Parallèlement, la Flandre a mis en place une prime pour s’équiper d’une batterie de stockage (250€/kWh de capacité).

Ce modèle flamand a le mérite d’être simple et attractif, puisqu’il incite le prosumer à adopter des comportements ou équipements économes en énergie et à maximiser son autoconsommation, individuelle ou collective, d’électricité solaire.

Quelles que soient l’échéance et les modalités, la fin de la compensation dans les 3 Régions incitera donc les prosumers à la plus grande autonomie solaire possible.

 

Comment booster votre autoconsommation solaire

 

Pour les prosumers, la fin de la compensation change la logique économique. Ils auront un intérêt économique à prélever (et payer) le moins possible d’électricité du réseau. Ils pourront agir sur trois leviers :

  • Réduire les consommations superflues d’électricité (changement d’habitudes et petits investissements : multiprises, ampoules LED, …).
  • Déplacer au maximum la consommation résiduelle au moment de production solaire (en programmant par exemple les appareils électro-ménagers en journée).
  • Surdimensionner leur installation pour couvrir au maximum leur consommation, en toutes saisons.

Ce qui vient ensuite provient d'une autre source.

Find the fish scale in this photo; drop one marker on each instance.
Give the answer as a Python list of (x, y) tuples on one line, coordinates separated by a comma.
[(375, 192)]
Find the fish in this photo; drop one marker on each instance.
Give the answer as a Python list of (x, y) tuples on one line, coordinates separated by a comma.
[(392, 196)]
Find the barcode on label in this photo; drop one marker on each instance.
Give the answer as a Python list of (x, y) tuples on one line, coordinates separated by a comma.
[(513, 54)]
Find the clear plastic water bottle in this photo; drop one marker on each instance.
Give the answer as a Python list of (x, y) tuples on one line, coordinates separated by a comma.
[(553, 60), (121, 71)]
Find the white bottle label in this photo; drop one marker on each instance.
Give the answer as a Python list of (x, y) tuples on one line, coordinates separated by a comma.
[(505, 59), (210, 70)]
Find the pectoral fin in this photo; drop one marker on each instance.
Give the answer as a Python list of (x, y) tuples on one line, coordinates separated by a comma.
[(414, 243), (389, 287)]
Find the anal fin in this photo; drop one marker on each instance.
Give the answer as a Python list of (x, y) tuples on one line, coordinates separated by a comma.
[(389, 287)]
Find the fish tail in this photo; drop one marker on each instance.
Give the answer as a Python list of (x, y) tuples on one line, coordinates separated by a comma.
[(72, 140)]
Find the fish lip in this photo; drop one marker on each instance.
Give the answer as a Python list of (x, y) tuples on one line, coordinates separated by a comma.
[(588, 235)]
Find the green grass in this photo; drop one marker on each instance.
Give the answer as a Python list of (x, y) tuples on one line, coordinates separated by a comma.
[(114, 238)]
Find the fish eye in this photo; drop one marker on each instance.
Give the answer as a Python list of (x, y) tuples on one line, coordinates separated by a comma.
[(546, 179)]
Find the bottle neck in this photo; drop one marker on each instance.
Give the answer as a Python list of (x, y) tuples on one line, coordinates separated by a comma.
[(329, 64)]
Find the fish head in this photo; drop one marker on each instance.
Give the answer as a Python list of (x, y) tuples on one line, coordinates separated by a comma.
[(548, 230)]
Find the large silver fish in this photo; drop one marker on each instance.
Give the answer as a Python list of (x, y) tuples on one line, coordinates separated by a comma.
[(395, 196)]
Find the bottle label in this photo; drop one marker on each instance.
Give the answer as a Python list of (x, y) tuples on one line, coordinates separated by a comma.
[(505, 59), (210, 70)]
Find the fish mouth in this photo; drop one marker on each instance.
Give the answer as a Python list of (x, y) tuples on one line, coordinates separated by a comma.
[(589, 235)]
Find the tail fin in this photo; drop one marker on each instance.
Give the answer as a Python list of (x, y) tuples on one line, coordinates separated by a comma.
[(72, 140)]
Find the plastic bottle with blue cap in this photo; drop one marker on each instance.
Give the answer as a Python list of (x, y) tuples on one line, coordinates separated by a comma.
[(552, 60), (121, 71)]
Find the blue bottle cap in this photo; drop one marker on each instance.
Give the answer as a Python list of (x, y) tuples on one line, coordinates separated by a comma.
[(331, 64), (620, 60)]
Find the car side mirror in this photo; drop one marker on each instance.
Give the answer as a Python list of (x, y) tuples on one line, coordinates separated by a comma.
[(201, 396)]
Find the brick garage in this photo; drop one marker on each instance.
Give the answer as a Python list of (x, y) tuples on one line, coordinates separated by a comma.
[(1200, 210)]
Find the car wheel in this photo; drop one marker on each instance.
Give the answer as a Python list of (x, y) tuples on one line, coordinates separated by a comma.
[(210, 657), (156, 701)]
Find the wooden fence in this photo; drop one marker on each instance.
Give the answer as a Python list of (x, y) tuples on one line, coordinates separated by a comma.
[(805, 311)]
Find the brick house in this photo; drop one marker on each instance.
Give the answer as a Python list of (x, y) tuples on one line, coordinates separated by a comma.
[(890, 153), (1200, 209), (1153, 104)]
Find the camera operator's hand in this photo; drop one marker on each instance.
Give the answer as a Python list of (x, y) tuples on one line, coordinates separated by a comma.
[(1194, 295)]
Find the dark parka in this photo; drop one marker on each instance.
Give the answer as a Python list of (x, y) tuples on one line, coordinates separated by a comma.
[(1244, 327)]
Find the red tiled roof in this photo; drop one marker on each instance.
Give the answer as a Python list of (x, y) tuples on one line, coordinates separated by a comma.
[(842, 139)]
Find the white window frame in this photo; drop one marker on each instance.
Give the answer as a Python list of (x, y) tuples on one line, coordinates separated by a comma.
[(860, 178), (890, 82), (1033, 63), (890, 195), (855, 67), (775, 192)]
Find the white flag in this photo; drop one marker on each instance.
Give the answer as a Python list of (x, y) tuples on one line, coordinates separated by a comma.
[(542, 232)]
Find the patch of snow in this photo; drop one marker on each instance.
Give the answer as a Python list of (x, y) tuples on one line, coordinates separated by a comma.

Parmi les autres actions possibles pour atteindre jusqu’à 60 % d’autonomie solaire : installer un PVheater pour chauffer l’eau sanitaire de votre maison à partir de l’électricité solaire et/ou remplacer votre voiture thermique par un modèle électrique à recharger chez vous en journée (le week-end par exemple). La batterie statique à placer dans la maison n’est, à ce stade, pas encore économiquement rentable.